Ehl-i sünnet ve’l-cemaat, sünnet ve cemaat ehli demektir.
Peygamberimiz (sallallahu aleyhi ve sellem) şöyle buyurmuş:
“Ümmetim yetmiş üç fırkaya ayrılacak, bunların içinden sadece bir fırkası kurtulacak, diğerleri Cehenneme gidecektir.”
Bunun üzerine Ashab sormuş:
“Yâ Resûlâllah, o kurtulan fırka hangi fırka olacaktır?”
Peygamberimiz (sallallahu aleyhi ve sellem) şöyle cevap vermiş:
“Benim ve Ashâbımın gittiği yolda gidenler.”
(Tirmizi, İman, 18; İbnu Mace, Fiten, 17)
“Benim” ifadesi Peygamberimiz (sallallahu aleyhi ve sellem)’in sünnetini, Sahâbe ise cemaati temsil etmektedir.

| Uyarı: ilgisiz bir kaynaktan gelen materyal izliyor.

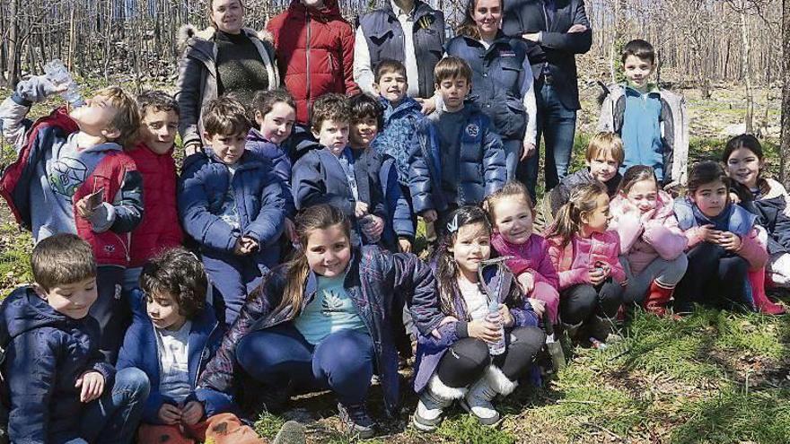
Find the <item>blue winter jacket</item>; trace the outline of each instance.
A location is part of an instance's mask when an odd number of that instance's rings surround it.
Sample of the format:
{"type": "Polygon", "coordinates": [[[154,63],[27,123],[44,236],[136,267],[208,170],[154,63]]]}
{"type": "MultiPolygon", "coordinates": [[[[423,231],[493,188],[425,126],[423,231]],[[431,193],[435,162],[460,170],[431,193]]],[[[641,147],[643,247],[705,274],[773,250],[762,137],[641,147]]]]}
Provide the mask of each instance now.
{"type": "MultiPolygon", "coordinates": [[[[232,399],[237,396],[241,396],[240,401],[243,404],[259,403],[259,390],[265,387],[253,387],[255,384],[237,365],[236,345],[250,333],[295,318],[297,314],[290,305],[278,309],[287,283],[287,265],[282,265],[265,277],[259,291],[244,305],[216,356],[200,377],[198,397],[206,402],[206,414],[233,410],[232,399]]],[[[433,273],[415,255],[393,255],[378,247],[366,246],[354,251],[343,286],[373,339],[375,369],[381,376],[386,412],[397,414],[398,352],[393,343],[393,328],[395,323],[400,322],[401,311],[393,313],[392,308],[402,307],[405,300],[411,307],[412,318],[420,333],[427,335],[436,328],[443,317],[433,273]]],[[[302,309],[312,301],[316,290],[317,277],[310,273],[302,309]]]]}
{"type": "MultiPolygon", "coordinates": [[[[442,111],[438,111],[442,112],[442,111]]],[[[410,153],[408,187],[417,213],[427,210],[445,211],[449,205],[478,205],[500,189],[507,178],[502,141],[492,130],[490,119],[467,103],[461,111],[467,124],[461,137],[458,164],[441,165],[441,137],[434,124],[426,119],[417,126],[417,143],[410,153]],[[442,170],[452,168],[458,178],[457,198],[447,202],[442,193],[442,170]]]]}
{"type": "Polygon", "coordinates": [[[264,272],[279,261],[277,239],[286,211],[283,189],[268,160],[244,152],[231,182],[227,165],[206,150],[206,154],[194,154],[184,161],[179,181],[179,215],[184,230],[204,249],[233,254],[237,239],[254,239],[260,248],[252,257],[264,272]],[[241,230],[219,216],[229,188],[237,204],[241,230]]]}
{"type": "Polygon", "coordinates": [[[106,391],[115,378],[115,369],[99,352],[98,322],[55,311],[30,286],[14,290],[0,306],[0,336],[7,333],[11,340],[3,364],[11,441],[58,444],[79,438],[85,405],[75,383],[95,370],[104,376],[106,391]]]}
{"type": "MultiPolygon", "coordinates": [[[[129,295],[129,299],[134,318],[124,337],[116,367],[118,370],[136,367],[145,372],[148,380],[151,381],[151,392],[143,409],[143,422],[161,424],[159,409],[162,405],[165,403],[176,405],[176,402],[159,391],[161,370],[159,347],[156,344],[154,324],[151,323],[151,318],[148,318],[145,310],[145,293],[136,289],[129,295]]],[[[189,330],[187,351],[189,354],[188,366],[193,391],[188,400],[197,399],[194,390],[198,387],[198,378],[206,368],[206,364],[214,357],[224,334],[224,324],[217,322],[214,308],[208,304],[191,321],[192,328],[189,330]]]]}

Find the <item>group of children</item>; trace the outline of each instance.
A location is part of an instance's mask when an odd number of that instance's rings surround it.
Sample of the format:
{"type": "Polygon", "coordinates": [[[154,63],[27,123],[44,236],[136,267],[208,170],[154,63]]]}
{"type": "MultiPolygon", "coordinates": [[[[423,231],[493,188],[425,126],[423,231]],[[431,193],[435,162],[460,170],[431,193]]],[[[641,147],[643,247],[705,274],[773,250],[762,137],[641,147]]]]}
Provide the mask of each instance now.
{"type": "Polygon", "coordinates": [[[629,83],[604,106],[614,133],[537,205],[507,181],[458,57],[436,65],[429,117],[385,60],[378,98],[320,98],[298,144],[286,92],[258,92],[251,111],[214,100],[180,176],[167,94],[108,88],[33,123],[57,88],[20,83],[0,106],[19,150],[0,193],[33,232],[35,283],[0,308],[11,440],[262,442],[246,418],[316,389],[371,437],[374,374],[398,412],[404,330],[415,427],[456,400],[493,424],[495,398],[538,378],[541,327],[600,346],[636,307],[781,312],[765,287],[790,284],[790,196],[750,135],[728,143],[725,168],[696,164],[685,196],[666,191],[687,179],[683,131],[646,83],[645,44],[626,46],[629,83]],[[411,253],[417,216],[438,236],[429,264],[411,253]]]}

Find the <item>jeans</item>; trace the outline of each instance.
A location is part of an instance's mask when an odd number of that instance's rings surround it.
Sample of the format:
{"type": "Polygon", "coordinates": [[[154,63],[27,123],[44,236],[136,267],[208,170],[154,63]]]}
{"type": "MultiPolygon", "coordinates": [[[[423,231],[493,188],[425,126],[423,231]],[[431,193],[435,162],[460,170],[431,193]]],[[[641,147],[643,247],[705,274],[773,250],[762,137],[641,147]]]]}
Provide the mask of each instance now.
{"type": "Polygon", "coordinates": [[[255,380],[291,383],[303,391],[330,389],[344,405],[367,398],[374,355],[367,332],[341,330],[313,345],[290,323],[252,332],[236,347],[236,361],[255,380]]]}
{"type": "Polygon", "coordinates": [[[101,397],[85,406],[80,420],[82,438],[65,444],[132,442],[150,387],[143,370],[134,367],[119,370],[111,389],[105,387],[101,397]]]}
{"type": "MultiPolygon", "coordinates": [[[[576,111],[566,108],[549,83],[536,83],[535,99],[538,102],[538,141],[543,135],[545,145],[546,190],[559,183],[567,174],[574,150],[574,134],[576,131],[576,111]]],[[[538,185],[540,150],[536,154],[519,166],[517,177],[526,185],[535,200],[535,187],[538,185]]]]}

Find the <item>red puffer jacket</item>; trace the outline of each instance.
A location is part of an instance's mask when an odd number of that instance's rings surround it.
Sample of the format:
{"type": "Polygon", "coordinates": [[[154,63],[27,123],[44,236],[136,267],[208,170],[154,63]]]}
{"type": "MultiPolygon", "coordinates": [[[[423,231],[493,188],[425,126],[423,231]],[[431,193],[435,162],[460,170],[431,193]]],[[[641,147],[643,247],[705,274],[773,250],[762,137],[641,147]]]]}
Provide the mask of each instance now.
{"type": "Polygon", "coordinates": [[[184,238],[176,205],[176,162],[172,150],[157,154],[143,143],[127,154],[143,176],[145,209],[143,221],[132,231],[129,266],[143,266],[157,253],[181,245],[184,238]]]}
{"type": "Polygon", "coordinates": [[[275,40],[280,76],[296,100],[296,121],[307,124],[315,99],[327,92],[356,94],[354,30],[337,0],[307,8],[294,0],[266,25],[275,40]]]}

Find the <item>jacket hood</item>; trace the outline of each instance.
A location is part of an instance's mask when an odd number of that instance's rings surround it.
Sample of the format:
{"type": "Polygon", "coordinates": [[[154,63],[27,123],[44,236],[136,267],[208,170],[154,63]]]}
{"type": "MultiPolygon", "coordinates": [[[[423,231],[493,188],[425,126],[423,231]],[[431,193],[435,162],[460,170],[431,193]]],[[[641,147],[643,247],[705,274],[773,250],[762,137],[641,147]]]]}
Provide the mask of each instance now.
{"type": "Polygon", "coordinates": [[[12,338],[35,328],[62,326],[71,320],[55,311],[30,286],[12,292],[3,302],[2,312],[3,326],[8,328],[12,338]]]}

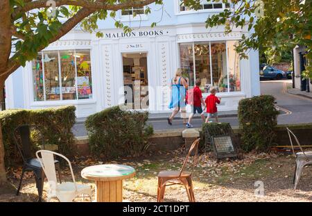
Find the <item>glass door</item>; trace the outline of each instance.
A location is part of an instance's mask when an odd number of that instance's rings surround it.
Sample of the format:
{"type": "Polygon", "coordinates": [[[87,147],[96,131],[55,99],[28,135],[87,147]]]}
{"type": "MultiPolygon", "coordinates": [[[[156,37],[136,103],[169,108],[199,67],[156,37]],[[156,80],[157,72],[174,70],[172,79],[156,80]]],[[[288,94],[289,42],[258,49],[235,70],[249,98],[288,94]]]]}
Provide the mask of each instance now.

Yani Hz. Peygamber (sallallahu aleyhi ve sellem)’in sünnetine tâbi olanlara ehl-i sünnet; onun sahâbîlerini âdil kabul ederek onların din hususundaki metodunu takip edenlere de ehl-i cemaat, ikisine birlikte “ehl-i sünnet ve’l-cemaat” denilmiştir. Resûlullah (sallallahu aleyhi ve sellem) Efendimiz’in zamanındaki Sahâbenin inancı cemaat inancıdır. “Ehl-i sünnet ve’l-cemaat” buradan gelmiştir.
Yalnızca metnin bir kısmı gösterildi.